Menurut Aries, keberhasilan 14 guru SMK Jawa Timur menembus program internasional tersebut semakin memperkuat semangat mewujudkan pendidikan vokasi Jawa Timur yang adaptif, produktif, kompetitif dan berwawasan global.

Sementara itu, Mendikdasmen Abdul Mu’ti menyebut para peserta yang berangkat merupakan guru SMK yang telah melalui proses seleksi sangat ketat. Selama mengikuti program, masing-masing peserta mendapatkan biaya akomodasi sebesar Rp28 juta per bulan. Karena itu, Mu’ti berharap para guru tetap semangat dan mampu melampaui berbagai keterbatasan selama menjalani program.

Dikatakan Mu’ti, upaya meningkatkan kompetensi guru SMK merupakan bagian yang tidak terpisahkan dari upaya mewujudkan pendidikan bermutu untuk semua. Sebab, kualitas pembelajaran sangat ditentukan oleh guru sebagai agent of learning dan agent of civilization.

“Bapak dan ibu adalah pionir yang diharapkan memberikan yang terbaik bagi anak-anak SMK di tempat mengajar. Maupun bagi SMK lain yang gurunya belum mendapatkan kesempatan mengikuti program magang guru luar negeri,” jelas Mu’ti.

Berita Terkait :  Budayawan Jombang Harap Desa Jatiduwur jadi Kampung Panji

Karena itu, lanjut dia, pengalaman yang diperoleh selama mengikuti magang kerja di Jerman diharapkan dapat memberikan trickle down effect. Para guru peserta magang diharapkan mampu mentransformasikan pengalaman dan pengetahuan yang diperoleh kepada guru-guru lain.

“Sehingga dapat terjadi peningkatan mutu yang berjalan seiring dengan pengalaman bapak dan ibu selama magang di Jerman,” imbuhnya.

Mu’ti juga menyebut pemerintah saat ini memiliki program Melanjutkan, Wirausaha, dan Bekerja (MWB). Melalui program tersebut, lulusan SMK didorong memiliki beragam pilihan setelah menyelesaikan pendidikan, baik melanjutkan ke perguruan tinggi, bekerja, maupun menjadi entrepreneur.

“Kita juga tekankan berulang kali agar muatan kurikulum yang berkaitan dengan kewirausahaan harus memadai sehingga memiliki jiwa kewirausahaan. Karena selama ini banyak peluang untuk dapat berwirausaha dari kemampuan yang dimiliki,” ujarnya.
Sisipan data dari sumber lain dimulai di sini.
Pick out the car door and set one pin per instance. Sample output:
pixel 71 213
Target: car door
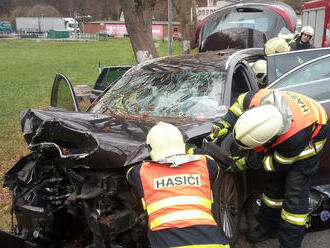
pixel 108 76
pixel 312 79
pixel 63 96
pixel 280 63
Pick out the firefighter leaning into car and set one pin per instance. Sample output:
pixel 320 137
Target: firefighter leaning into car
pixel 176 192
pixel 276 45
pixel 303 40
pixel 287 132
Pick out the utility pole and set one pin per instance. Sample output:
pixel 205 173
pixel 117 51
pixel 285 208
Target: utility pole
pixel 170 17
pixel 75 25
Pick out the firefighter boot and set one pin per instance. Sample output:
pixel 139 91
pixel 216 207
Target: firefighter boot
pixel 260 233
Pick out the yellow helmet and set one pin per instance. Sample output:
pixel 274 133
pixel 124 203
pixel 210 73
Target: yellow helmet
pixel 307 30
pixel 165 140
pixel 257 126
pixel 276 45
pixel 259 68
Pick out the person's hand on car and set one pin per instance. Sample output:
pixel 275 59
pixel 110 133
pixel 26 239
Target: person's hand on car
pixel 238 164
pixel 219 131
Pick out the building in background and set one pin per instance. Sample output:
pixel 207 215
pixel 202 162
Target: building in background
pixel 118 29
pixel 212 6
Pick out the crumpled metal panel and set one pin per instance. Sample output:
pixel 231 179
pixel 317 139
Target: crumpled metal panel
pixel 95 140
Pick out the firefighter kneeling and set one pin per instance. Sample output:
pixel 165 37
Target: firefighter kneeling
pixel 287 131
pixel 176 192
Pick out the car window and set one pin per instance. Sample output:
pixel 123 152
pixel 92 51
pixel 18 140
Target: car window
pixel 240 83
pixel 262 20
pixel 188 92
pixel 279 64
pixel 312 80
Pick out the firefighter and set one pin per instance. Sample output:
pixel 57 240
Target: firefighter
pixel 303 41
pixel 259 69
pixel 287 132
pixel 276 45
pixel 175 189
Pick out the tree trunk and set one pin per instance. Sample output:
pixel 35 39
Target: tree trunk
pixel 138 19
pixel 183 9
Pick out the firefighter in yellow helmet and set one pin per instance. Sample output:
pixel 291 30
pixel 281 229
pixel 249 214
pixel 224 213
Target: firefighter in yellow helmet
pixel 276 45
pixel 303 41
pixel 175 189
pixel 284 133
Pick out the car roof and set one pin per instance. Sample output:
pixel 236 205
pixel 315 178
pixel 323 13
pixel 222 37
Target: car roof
pixel 201 61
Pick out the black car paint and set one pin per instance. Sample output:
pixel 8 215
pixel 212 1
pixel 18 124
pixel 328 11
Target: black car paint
pixel 74 179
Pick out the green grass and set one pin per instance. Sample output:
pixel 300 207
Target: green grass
pixel 27 71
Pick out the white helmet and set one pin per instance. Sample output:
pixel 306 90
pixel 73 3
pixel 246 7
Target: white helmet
pixel 307 30
pixel 259 68
pixel 257 126
pixel 276 45
pixel 165 140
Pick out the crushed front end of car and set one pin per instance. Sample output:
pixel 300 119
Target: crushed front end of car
pixel 62 191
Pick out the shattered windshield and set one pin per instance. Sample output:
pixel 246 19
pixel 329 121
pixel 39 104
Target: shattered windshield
pixel 171 92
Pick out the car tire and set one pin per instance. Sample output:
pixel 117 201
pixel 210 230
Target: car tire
pixel 228 204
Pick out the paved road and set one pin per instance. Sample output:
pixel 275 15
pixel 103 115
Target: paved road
pixel 320 239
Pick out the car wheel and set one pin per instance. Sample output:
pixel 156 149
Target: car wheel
pixel 228 202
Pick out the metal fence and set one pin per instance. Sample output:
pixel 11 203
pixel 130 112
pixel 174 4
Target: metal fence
pixel 45 36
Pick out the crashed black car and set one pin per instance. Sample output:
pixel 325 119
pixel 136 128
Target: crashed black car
pixel 73 186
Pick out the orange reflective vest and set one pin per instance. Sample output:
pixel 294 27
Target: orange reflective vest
pixel 305 112
pixel 177 197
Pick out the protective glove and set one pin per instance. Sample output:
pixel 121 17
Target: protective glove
pixel 219 131
pixel 239 164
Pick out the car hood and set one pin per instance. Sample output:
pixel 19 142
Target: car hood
pixel 95 140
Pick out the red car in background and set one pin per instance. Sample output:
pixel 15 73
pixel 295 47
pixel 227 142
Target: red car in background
pixel 244 25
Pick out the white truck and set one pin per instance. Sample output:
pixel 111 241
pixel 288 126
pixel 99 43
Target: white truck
pixel 44 24
pixel 39 24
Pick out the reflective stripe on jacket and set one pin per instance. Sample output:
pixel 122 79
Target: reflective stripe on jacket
pixel 305 112
pixel 177 197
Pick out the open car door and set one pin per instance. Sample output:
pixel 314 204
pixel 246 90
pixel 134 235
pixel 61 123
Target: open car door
pixel 63 96
pixel 280 63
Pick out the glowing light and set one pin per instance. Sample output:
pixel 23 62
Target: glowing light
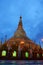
pixel 37 55
pixel 22 42
pixel 3 53
pixel 14 54
pixel 26 54
pixel 42 39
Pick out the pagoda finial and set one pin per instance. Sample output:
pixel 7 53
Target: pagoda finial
pixel 20 23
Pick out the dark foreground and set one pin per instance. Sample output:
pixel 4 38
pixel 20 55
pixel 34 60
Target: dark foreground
pixel 20 62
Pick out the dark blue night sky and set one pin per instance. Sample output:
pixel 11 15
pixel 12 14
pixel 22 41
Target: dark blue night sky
pixel 32 17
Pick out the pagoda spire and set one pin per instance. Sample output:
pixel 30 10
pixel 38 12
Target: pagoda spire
pixel 20 23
Selain Jerman, Mu’ti mengungkapkan terdapat sejumlah tawaran program magang bagi guru SMK dari Jepang. Salah satu syaratnya, guru SMK dapat mengarahkan siswanya untuk bekerja di Jepang.

India juga menawarkan kerja sama dalam peningkatan kualitas guru SMK. Terbaru, University of St. Michael’s College mengajak kerja sama dalam peningkatan pembelajaran STEAM bagi guru serta penguatan kualitas pembelajaran mendalam.

“Ini bagian dari upaya kami bagaimana di tengah keterbatasan anggaran yang ada, kami tetap berkomitmen untuk meningkatkan kualitas para guru dengan partisipasi semesta. Di antaranya membangun kemitraan yang terjalin bersama LPDP dengan Festo,” kata Mu’ti.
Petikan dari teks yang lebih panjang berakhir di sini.